Память медленно возвращалась к Кмитичу. Но… не вся. Он прекрасно помнил, как ехал по лесной тропе, мимо вековых елей, и вдруг… удар — бах! — и потеря сознания. Скорее всего, пуля шла в голову, но меховая шапка защитила — пуля прошла вскользь. «Наверное, я упал на шею коня, и тот меня вывез», — смекнул Кмитич, лихорадочно заталкивая пулю и пыж в дуло пистолета с трудом гнущимися синими от холода пальцами. Потом… Что же было потом? Потом Кмитич уже более-менее все вспомнил. Он убегал, стремглав, как заяц. Но от кого? Кажется, то были московиты или казаки. Они стреляли и нагоняли Кмитича, пока он не скинул полушубок, не сбросил сапоги и босиком, словно комар-водомер по поверхности пруда, молнией не полетел по снегу в два раза быстрее, чем вязнувшие в сугробе кони, первым достигнув темнеющих в синем вечере хат. То был брошенный хутор. Абсолютно никого — ни людей, ни домашних животных. Кмитич забился в хлев. Так! Он вспомнил, как через дверную щель два раза выстрелил в подошедших к хлеву преследователей, одного, по меньшей мере, ранил… Но где они сейчас? Ах, вот и они! Кмитич услышал голоса. Вскоре кто-то крикнул:
— Эй! Выходи! А не то подожжем хлев и подпалим тебя! Не сдашься, так съедим копченым! — и издевательский хохот. Кажется, смеялось человек десять как минимум. Кмитич попытался определить, где находятся эти люди, но… кромешная тьма не давала этого сделать. Кажется, была ночь или же раннее утро. Голова предательски ныла. Вновь по щеке струйкой потекла кровь. «Черт! Дернул рану!» — выругал себя Кмитич… Удар в дверь. Сон? Перед этим Кмитич уже проваливался в дремотный туман. Новый удар в дверь! Кмитич окончательно проснулся. Он даже не заметил, как его преследователи подошли к самому хлеву. Полковник выставил перед собой оба пистолета, готовясь, что враги вот-вот ворвутся. Сабли не было. «Видимо, мешала бежать. Бросил», — догадался он. Третий удар распахнул двери, подпирающая оглобля отлетела в сторону. На пороге черными силуэтами возникли люди. Кмитич нажал спусковые крючки. Ба-бах! Почти одновременно выстрелили его пистолеты. Один из нападавших вскрикнул и ничком упал прямо к ногам Кмитича. Второй упал назад и с криком стал отползать. Остальные, кажется, их было двое, испуганно ретировались. Оршанский князь ударом босой ноги захлопнул дверь, вновь подпер ее оглоблей. Склонился над убитым — пуля попала тому прямо в грудь. По одежде Кмитич даже не мог определить, кто это. Московиты, люди Лисовского или же просто мародеры? Но сабля у убитого была литвинской карабелой. Скорее всего, замаскированные царские казачки — решил Кмитич. Он схватил саблю. Сел, перезаряжая пистолеты. Голова болела так, что Кмитич качнулся в сторону, упершись рукой в землю, чтобы не упасть. Туман застилал таза. Снаружи кто-то кричал:
— Поджигай!
«Мне конец», — решил Кмитич и вдруг обрадовался, что в огненном пламени он наконец-то отогреется от сковывающего все тело холода.

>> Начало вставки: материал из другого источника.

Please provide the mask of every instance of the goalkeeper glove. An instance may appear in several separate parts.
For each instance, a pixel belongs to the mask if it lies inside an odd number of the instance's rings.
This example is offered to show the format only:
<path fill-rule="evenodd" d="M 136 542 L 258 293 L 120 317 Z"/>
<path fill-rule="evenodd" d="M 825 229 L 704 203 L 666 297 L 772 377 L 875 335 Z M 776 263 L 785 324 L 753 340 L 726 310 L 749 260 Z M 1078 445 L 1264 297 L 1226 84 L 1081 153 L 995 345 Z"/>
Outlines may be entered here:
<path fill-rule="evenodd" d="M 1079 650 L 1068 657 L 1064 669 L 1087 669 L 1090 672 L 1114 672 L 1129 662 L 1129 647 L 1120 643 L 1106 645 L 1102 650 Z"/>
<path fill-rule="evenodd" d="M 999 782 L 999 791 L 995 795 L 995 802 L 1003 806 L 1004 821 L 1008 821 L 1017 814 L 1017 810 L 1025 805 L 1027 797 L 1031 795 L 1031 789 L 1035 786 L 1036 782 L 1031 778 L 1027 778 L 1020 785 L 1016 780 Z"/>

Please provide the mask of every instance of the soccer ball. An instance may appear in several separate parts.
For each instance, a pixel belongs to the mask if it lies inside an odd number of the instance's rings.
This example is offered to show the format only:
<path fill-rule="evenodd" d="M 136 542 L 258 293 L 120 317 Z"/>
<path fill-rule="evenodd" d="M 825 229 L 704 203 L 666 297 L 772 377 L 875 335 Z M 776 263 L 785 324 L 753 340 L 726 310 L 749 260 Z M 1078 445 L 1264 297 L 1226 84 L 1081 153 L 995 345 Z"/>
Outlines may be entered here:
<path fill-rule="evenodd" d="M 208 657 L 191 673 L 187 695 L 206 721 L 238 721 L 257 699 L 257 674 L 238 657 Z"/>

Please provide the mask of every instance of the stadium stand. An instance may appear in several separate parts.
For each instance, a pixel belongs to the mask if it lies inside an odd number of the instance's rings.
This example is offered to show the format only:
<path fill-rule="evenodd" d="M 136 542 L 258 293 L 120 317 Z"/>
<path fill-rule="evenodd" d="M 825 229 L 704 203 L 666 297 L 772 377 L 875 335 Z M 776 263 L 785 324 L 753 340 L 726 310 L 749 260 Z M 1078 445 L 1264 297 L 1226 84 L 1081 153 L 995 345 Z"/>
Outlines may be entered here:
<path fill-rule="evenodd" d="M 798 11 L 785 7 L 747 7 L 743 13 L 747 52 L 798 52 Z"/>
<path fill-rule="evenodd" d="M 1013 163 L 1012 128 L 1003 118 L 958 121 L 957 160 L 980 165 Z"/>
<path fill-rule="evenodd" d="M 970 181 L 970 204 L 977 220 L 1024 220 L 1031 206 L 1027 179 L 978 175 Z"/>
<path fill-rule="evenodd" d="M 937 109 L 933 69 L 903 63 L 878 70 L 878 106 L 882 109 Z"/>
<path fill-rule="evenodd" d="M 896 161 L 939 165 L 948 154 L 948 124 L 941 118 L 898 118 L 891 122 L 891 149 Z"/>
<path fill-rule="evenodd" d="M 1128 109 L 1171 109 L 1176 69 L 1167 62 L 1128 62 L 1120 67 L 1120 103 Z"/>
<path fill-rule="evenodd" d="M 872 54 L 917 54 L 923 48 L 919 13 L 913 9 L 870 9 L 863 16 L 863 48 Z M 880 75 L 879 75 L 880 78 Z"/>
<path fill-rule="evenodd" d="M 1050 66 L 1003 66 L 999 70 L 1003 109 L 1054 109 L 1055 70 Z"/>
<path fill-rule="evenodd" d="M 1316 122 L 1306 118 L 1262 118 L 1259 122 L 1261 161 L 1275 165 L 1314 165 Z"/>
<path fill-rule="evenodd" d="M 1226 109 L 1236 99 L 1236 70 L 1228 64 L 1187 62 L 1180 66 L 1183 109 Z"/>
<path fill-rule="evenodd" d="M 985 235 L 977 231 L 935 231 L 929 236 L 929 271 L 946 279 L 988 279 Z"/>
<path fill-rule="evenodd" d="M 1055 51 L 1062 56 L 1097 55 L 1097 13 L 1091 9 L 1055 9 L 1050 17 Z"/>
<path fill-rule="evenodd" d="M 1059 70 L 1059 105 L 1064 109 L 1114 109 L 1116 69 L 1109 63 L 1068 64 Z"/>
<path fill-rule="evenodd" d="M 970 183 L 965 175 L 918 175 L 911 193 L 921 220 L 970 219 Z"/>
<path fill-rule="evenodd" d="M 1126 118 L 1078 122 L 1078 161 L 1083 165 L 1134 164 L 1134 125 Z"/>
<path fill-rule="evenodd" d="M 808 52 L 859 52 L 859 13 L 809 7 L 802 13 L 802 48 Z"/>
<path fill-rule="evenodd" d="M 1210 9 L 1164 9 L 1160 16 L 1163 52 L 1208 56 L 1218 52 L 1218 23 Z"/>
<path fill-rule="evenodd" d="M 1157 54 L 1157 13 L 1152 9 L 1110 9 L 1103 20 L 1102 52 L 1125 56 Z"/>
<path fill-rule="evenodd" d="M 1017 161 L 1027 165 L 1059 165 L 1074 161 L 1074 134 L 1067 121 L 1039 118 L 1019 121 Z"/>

И вдруг… Волк! Вдалеке раздался протяжный волчий вой. Почти тут же с другого конца — надо полагать, соседнего леса — ему ответил другой вой. Нет, как бы Кмитичу ни было плохо от лютого холода и головной боли, он распознал, что вой странный, не совсем волчий. Через минуту третий протяжный вой — еще ближе. Кровь холодела в жилах от этого страшного воя, громкого, какого-то потустороннего, не звериного и не человеческого. «Волки так явно не воют», — испуганно подумал Кмитич, крестясь. Снаружи все стихло. Шаги и крики врагов смолкли. Видимо, и их напугал странный вой, от которого волосы вставали дыбом. В следующий раз вой раздался еще ближе, и ему ответило сразу три голоса — громких, протяжных, надрывных. Не человек и не зверь… Кто же так ужасно воет? Кмитич почувствовал, что кроме холода, сковавшего его ноги и пальцы, которыми он уже не мог зарядить пистолеты, его тело обволакивал липкий суеверный страх.